The proposed method can be easily extended to various downstream tasks, including custom video generation and editing, video appearance customization, and multiple motion combination. The method introduces a Temporal LoRA (T-LoRA) module to learn the specific motion from a reference video, facilitating motion transfer with not only accuracy but also variety. A new Appearance Absorber module is also proposed to effectively decompose the spatial information, strategically excluding it from the motion customization process. The method features the plug-and-play nature and can be smoothly extended to multiple downstream applications.
The method is evaluated on multiple datasets and compared with existing methods. The results show that the proposed method achieves faithful and diverse videos compared to both per-frame video editing approaches and the base T2V model. The method is plug-and-play and supports various downstream tasks including precise video editing, video appearance customization and multiple motion combination.Customize-A-Video: One-Shot Motion Customization of Text-to-Video Diffusion Models
This paper proposes Customize-A-Video, a method for one-shot motion customization of text-to-video diffusion models. The method models motion from a single reference video and adapts it to new subjects and scenes with both spatial and temporal variations. It leverages low-rank adaptation (LoRA) on temporal attention layers to tailor the pre-trained T2V diffusion model for specific motion modeling from the reference videos. To disentangle spatial and temporal information during the training pipeline, a novel concept of appearance absorbers is introduced that detach the original appearance from the single reference video prior to motion learning.
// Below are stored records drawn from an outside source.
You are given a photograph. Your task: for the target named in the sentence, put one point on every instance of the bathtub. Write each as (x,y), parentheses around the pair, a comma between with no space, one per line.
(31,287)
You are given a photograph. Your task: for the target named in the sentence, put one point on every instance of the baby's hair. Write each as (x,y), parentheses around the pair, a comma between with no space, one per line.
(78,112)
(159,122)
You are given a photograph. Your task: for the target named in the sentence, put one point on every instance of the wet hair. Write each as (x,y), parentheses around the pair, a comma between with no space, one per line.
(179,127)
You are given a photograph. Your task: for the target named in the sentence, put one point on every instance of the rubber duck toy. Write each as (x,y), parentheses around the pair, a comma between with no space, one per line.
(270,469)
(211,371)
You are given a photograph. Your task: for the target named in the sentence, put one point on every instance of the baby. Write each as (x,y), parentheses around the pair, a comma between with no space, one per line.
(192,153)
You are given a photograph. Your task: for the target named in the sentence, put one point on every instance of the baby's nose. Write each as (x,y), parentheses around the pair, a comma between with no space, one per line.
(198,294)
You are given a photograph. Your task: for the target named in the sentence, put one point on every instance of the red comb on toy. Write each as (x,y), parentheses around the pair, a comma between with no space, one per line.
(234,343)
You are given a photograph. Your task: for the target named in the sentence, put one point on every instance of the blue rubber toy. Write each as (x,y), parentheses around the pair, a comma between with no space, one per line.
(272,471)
The proposed method can be easily extended to various downstream tasks, including custom video generation and editing, video appearance customization, and multiple motion combination. The method introduces a Temporal LoRA (T-LoRA) module to learn the specific motion from a reference video, facilitating motion transfer with not only accuracy but also variety. A new Appearance Absorber module is also proposed to effectively decompose the spatial information, strategically excluding it from the motion customization process. The method features the plug-and-play nature and can be smoothly extended to multiple downstream applications.
The method is evaluated on multiple datasets and compared with existing methods. The results show that the proposed method achieves faithful and diverse videos compared to both per-frame video editing approaches and the base T2V model. The method is plug-and-play and supports various downstream tasks including precise video editing, video appearance customization and multiple motion combination.